Tudo começou com uma coceira. Dessas que dão
atrás da orelha. Com a ponta do dedo afastou o cabelo e deu fim àquela
chateação. Mas aquele sorriso patético continuou em seu rosto. Os músculos da
boca foram retraindo, restando um rabisco. Olhava a movimentação na rua. Os
lábios voltaram à seriedade. Mas os olhos não: de espantados pela coceira,
tornaram-se vermelhos, irritadiços, e já anunciavam o turbilhão silencioso que
ocorreria: a piscina das pálpebras não pôde suportar tanta água e, então, uma
gota escorreu. Cortou o rosto para despencar no abismo que o fim de seu queixo
proporcionava. Não se preocupava com as lágrimas. Não piscava. Olhava o vazio.
Os lábios tremiam de quando em
quando. Por sorte, ninguém estava por perto. Seria humilhante
ouvir novamente: “Por que choras? O que tens?”. Não havia resposta.
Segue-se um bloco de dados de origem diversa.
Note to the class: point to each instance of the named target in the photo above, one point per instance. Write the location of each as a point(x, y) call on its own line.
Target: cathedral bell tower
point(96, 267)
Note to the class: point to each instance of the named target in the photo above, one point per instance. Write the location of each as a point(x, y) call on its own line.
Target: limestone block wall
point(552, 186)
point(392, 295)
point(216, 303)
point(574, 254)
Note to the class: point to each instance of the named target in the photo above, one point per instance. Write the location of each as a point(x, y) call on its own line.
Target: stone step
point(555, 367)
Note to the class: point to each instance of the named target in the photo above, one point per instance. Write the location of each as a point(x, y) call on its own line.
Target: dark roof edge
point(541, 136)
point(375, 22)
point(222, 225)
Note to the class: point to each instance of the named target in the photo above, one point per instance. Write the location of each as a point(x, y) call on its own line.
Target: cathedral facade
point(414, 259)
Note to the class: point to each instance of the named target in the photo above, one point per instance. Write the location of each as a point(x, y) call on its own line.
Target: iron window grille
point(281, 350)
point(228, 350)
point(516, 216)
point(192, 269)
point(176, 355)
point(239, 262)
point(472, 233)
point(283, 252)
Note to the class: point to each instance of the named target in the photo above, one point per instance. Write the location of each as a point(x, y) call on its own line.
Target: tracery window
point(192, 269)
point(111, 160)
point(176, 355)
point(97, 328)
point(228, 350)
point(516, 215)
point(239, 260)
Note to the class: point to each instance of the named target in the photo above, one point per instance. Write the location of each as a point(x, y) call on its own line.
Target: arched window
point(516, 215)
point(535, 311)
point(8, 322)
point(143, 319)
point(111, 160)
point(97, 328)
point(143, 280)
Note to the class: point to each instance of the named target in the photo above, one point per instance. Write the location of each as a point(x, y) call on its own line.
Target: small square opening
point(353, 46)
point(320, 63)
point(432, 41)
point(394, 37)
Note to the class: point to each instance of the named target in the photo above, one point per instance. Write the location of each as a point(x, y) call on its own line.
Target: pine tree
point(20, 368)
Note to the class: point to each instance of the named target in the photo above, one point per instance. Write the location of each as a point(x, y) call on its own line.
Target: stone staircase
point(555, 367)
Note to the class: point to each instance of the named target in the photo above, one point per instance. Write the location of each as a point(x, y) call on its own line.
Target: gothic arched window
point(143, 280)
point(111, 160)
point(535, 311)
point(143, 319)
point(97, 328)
Ou haveria,
se houvesse coragem o bastante para perguntar-se sobre a origem da dor. Mas
não. A cabeça não podia raciocinar naquelas horas. Tristeza não é racional; e
na alegria raramente pensamos no porquê das lágrimas. A garganta engolia a
poeira da alma. Uma pessoa que se sentia abraçada, contra a vontade, pela
tristeza. Movimentação escandalosa de sentimentos! Chega. Fica minutos. Horas.
Dias. Semanas. Quando menos se percebe: já não se percebe no espelho. Tomou
conta. Cegou-lhe. Passará dias inteiros com os olhos turvados. A terrível
sensação de não ter nada mesmo morando num palácio de ouro. Existe um fim. Mas
novamente a covardia é mais forte. Deseja de todo o coração a... Isso lhe tira
as forças. Olha ao redor. Deita-se na cama. Beija sua Tristeza. Chora nos
braços de quem ama. Desejando que tudo aquilo fosse o contrário, que as
lágrimas fossem de felicidade. O efeito do remédio chega. Terá pesadelos.
Dorme...
Era aquela maldita caveira novamente. - Ei, puto, chegue cá! E ela veio, meio cambaleante, com seu ritmado compasso de fêmur. Caveira mexicana. Sorria com os amarelados-pontos-temerosos-de-dentistas. Trazia um charuto entre os finos dedos da ossatura direita. - Mas o que faz aqui novamente, peste? - Sabe como é, caveirando... Invejando os que têm carne. - Porra, esse povo deve tomar um susto, hein! - Nem me fale. Não sei porque tanto medo. Uma caveirinha tão simpática como eu. Coçou as costelas. - O que é isso aí? - Isso o que? - Preso aí, velho. - Presente para usted. E retirou uma grande garrafa de rum. - Conseguiu onde? - Dei sorte. Geralmente nessa época, só encontro aguardente sem graça. Isso eu roubei de macumba de rico. Ele cuspiu. - Cacete, macumba?!